Beatrice in D

Sam Rivers(1965)swing

Beatrice in D

Key of D

D major is one of guitar's most resonant keys. The open D string acts as a droning root, and the open A string provides the fifth. This gives D-based strumming a wide, ringing quality that flatpicks and fingerpicks love. D is a beginner-level key on guitar because the open D and A strings provide a powerful bass foundation, and the open high E is the 2nd scale degree adding brightness. Beginners will find this key approachable since most chords use open voicings with minimal stretching.

Voice Leading

The bass line moves through D to D# (ascending half step), D# to C (descending minor third), C to B (descending half step), B to C (ascending half step), C to A (descending minor third), A to G (descending whole step), G to F# (descending half step), F# to G (ascending half step), G to C# (ascending tritone), C# to F# (ascending perfect fourth), F# to B (ascending perfect fourth), B to E (ascending perfect fourth), E to D (descending whole step), D to D# (ascending half step), D# to D (descending half step).
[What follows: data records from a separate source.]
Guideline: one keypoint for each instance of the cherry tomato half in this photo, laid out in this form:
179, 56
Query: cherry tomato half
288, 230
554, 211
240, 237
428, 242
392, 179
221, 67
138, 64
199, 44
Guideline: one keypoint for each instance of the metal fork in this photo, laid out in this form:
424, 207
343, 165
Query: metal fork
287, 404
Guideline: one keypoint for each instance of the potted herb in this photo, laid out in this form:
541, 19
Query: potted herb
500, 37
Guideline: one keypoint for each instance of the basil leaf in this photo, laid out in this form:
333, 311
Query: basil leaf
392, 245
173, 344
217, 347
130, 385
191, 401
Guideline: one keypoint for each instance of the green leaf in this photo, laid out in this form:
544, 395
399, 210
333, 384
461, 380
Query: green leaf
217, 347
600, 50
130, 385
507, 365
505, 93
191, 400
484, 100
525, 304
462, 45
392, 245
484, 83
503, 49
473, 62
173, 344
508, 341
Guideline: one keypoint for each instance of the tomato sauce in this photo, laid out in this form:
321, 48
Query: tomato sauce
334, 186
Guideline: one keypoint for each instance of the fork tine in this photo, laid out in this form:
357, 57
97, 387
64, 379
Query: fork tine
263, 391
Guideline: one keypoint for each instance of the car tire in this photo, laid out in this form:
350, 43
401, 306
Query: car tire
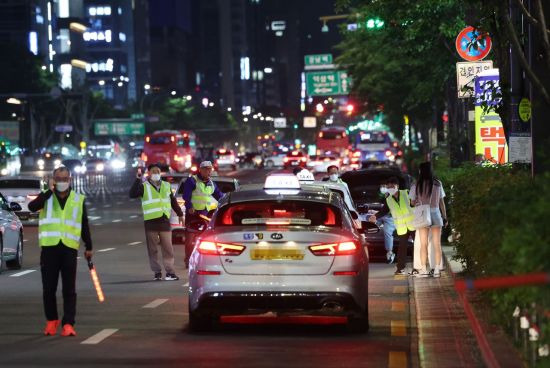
199, 323
17, 263
359, 323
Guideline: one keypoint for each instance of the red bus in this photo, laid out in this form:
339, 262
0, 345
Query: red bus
332, 139
172, 148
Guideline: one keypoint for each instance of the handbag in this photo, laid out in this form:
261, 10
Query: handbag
422, 214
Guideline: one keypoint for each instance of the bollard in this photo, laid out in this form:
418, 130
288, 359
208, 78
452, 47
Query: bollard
524, 325
515, 323
533, 338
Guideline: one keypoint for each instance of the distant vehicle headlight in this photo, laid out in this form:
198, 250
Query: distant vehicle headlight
118, 164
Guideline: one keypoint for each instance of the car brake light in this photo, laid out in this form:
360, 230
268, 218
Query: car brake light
334, 249
222, 249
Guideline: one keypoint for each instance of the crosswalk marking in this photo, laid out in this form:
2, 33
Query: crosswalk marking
397, 359
398, 328
22, 273
155, 303
100, 336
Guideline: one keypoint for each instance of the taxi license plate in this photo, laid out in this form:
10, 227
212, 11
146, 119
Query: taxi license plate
273, 254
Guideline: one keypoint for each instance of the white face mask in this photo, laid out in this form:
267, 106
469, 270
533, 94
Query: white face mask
392, 190
62, 186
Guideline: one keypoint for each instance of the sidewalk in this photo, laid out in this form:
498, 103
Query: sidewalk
445, 337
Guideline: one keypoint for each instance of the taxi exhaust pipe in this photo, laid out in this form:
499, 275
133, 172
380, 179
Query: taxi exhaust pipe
332, 306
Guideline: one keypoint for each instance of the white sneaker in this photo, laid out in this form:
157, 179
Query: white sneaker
423, 273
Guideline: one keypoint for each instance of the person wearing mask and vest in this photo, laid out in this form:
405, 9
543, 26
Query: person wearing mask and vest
62, 223
398, 205
157, 202
201, 196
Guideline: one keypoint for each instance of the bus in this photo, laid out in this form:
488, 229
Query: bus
173, 149
332, 140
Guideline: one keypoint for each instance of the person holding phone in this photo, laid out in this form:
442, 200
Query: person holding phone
157, 201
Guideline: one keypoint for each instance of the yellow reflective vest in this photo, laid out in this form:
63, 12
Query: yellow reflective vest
201, 197
401, 212
65, 225
155, 203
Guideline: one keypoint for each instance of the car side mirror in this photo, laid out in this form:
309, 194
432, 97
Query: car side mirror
368, 227
14, 206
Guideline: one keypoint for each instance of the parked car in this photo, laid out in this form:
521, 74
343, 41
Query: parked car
22, 190
11, 235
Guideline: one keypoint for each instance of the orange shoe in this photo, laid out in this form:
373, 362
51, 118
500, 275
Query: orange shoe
51, 327
68, 330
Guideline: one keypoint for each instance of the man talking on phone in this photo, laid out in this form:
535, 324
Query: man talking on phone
157, 201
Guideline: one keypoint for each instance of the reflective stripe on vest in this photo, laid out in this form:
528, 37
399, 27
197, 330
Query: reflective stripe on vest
155, 203
401, 212
65, 225
201, 197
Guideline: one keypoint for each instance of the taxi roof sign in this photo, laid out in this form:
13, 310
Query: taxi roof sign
281, 181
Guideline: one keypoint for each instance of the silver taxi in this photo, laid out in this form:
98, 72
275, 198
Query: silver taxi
280, 251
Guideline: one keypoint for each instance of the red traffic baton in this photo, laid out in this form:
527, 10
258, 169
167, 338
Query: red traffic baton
95, 280
503, 281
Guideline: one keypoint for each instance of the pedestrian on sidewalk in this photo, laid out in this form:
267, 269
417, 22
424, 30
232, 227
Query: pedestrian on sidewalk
388, 227
429, 190
157, 201
62, 223
398, 204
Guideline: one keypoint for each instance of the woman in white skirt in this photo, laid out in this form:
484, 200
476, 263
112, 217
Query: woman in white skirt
429, 190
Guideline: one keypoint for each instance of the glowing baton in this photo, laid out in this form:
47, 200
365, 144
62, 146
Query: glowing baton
95, 280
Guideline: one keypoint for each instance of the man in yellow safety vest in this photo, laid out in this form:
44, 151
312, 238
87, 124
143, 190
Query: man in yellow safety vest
157, 202
62, 223
201, 196
399, 205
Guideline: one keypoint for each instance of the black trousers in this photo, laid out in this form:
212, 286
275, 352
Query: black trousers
56, 260
402, 250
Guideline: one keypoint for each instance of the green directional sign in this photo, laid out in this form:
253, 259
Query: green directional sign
328, 83
119, 127
318, 60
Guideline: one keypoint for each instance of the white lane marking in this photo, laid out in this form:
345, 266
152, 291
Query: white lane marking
22, 273
155, 303
100, 336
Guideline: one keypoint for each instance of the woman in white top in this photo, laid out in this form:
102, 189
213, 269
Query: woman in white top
429, 190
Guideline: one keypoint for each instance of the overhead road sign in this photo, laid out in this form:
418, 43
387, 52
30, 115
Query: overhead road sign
119, 127
318, 61
466, 72
328, 83
473, 45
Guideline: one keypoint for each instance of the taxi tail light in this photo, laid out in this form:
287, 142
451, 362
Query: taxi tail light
221, 249
334, 249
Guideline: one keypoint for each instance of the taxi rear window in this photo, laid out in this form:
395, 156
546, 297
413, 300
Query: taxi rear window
279, 213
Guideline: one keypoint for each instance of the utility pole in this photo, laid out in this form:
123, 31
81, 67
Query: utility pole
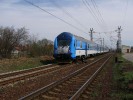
91, 34
103, 44
119, 39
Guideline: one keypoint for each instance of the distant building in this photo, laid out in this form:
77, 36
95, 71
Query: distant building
126, 49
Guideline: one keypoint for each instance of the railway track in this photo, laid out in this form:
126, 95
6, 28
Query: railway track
13, 77
70, 86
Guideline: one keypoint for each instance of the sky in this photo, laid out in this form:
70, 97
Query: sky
76, 16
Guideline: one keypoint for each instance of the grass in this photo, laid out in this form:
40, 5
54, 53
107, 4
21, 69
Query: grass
8, 65
121, 80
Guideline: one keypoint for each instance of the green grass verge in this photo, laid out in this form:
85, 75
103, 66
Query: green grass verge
121, 80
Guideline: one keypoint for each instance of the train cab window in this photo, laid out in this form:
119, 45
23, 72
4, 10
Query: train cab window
63, 42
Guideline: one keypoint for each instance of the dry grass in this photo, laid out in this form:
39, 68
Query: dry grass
7, 65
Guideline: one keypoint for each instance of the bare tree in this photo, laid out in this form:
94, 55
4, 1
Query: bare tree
9, 38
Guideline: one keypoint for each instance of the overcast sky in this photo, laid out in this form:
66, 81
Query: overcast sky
109, 14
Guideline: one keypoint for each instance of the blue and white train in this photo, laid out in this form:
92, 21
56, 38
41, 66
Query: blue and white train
70, 47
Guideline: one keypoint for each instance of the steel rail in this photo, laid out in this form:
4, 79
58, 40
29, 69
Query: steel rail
9, 74
27, 75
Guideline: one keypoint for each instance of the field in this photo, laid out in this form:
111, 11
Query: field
7, 65
122, 87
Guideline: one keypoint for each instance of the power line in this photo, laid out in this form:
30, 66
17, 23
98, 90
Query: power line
98, 11
124, 18
68, 14
89, 9
53, 15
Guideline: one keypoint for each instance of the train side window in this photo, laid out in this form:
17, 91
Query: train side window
88, 45
75, 43
80, 44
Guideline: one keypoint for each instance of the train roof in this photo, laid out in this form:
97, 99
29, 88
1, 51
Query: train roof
78, 37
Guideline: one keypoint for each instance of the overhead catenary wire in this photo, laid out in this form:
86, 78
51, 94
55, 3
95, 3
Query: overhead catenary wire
90, 9
54, 16
68, 14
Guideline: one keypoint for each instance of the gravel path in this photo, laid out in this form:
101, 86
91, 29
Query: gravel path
128, 56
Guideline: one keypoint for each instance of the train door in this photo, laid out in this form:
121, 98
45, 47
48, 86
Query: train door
86, 47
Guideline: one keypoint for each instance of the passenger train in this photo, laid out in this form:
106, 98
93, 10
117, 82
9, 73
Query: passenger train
71, 47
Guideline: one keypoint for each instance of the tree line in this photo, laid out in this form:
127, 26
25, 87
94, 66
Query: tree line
12, 39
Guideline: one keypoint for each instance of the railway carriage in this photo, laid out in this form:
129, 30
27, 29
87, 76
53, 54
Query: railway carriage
71, 47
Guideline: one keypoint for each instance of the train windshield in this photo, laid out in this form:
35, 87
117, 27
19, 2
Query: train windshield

A half-step bass movement creates a strong leading-tone pull that demands resolution. The predominantly stepwise bass motion creates smooth, connected voice leading. When the progression loops, the bass returns from D to D by unison.

Scales for Improvisation

D major pentatonic works because every note is either a chord tone or a safe passing tone — there are no avoid notes. For soloing, this means you can play freely without clashing. Over dominant seventh chords, D Mixolydian adds the flat seventh for an authentic blues-rock edge.

swing4/4 · 22 bars · Form: AB

Chords: D, D♯Maj7♯11, C, Bm7, CMaj7, Am7, Gm7, F♯m7, G, C♯m7♭5, F♯7, Bm, Em7, Dm7, D♯7, Dm.

Scales for Improvisation D bebop, D bebop major.